«Ma cousine, votre mari est mort au champ d'honneur! La perte que vous faites et celle de vos enfans est grande, sans doute; mais la mienne l'est davantage encore. Le duc d'Istrie est mort de la plus belle mort et sans souffrir. Il laisse une réputation sans tache; c'est le plus bel héritage qu'il ait pu léguer à ses enfans. Ma protection leur est acquise. Ils hériteront aussi de l'affection que je portais à leur père. Trouvez dans toutes ces considérations des motifs de consolations pour alléger vos peines, et ne doutez jamais de mes sentimens pour vous.

«Cette lettre n'étant à autre fin, je prie Dieu, ma cousine, qu'il vous ait en sa sainte et digne garde.

Napoléon.»

Le roi de Saxe fit élever un monument au duc d'Istrie, à l'endroit même où il était tombé.

La victoire, long-temps disputée dans cette bataille de Lutzen, n'en fut que plus glorieuse pour l'empereur. Ce fut principalement les jeunes conscrits qui la gagnèrent. Ils se battirent comme des lions. Le maréchal Ney s'y attendait bien, au reste: car avant la bataille il disait à Sa Majesté: «Sire, donnez-moi beaucoup de ces petits jeunes gens-là... Je les mènerai où je voudrai.
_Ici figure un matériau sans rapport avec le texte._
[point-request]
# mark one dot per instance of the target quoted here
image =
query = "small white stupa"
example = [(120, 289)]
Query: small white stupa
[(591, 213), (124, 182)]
Les vieilles moustaches en savent autant que nous, ils réfléchissent; ils ont trop de sang-froid: mais ces enfans intrépides ne connaissent pas les difficultés; ils regardent toujours devant eux, jamais à droite ni à gauche.»

Effectivement, au milieu de la bataille, les Prussiens, commandés par le roi en personne, attaquèrent avec tant de fureur le corps du maréchal Ney qu'ils le firent plier; mais les conscrits ne prirent point la fuite: ils attendaient les coups, se ralliaient par pelotons, et tournaient ainsi autour des ennemis en criant de toutes leurs forces: «Vive l'empereur!» L'empereur vint à paraître; alors, remis du choc terrible qu'ils avaient essuyé, électrisés par la présence du héros, ils attaquèrent à leur tour, avec une violence incomparable. Sa Majesté en fut surprise. «Il y a vingt ans, disait-elle, que je commande des armées françaises, et je n'ai pas encore vu autant de bravoure et de dévouement.»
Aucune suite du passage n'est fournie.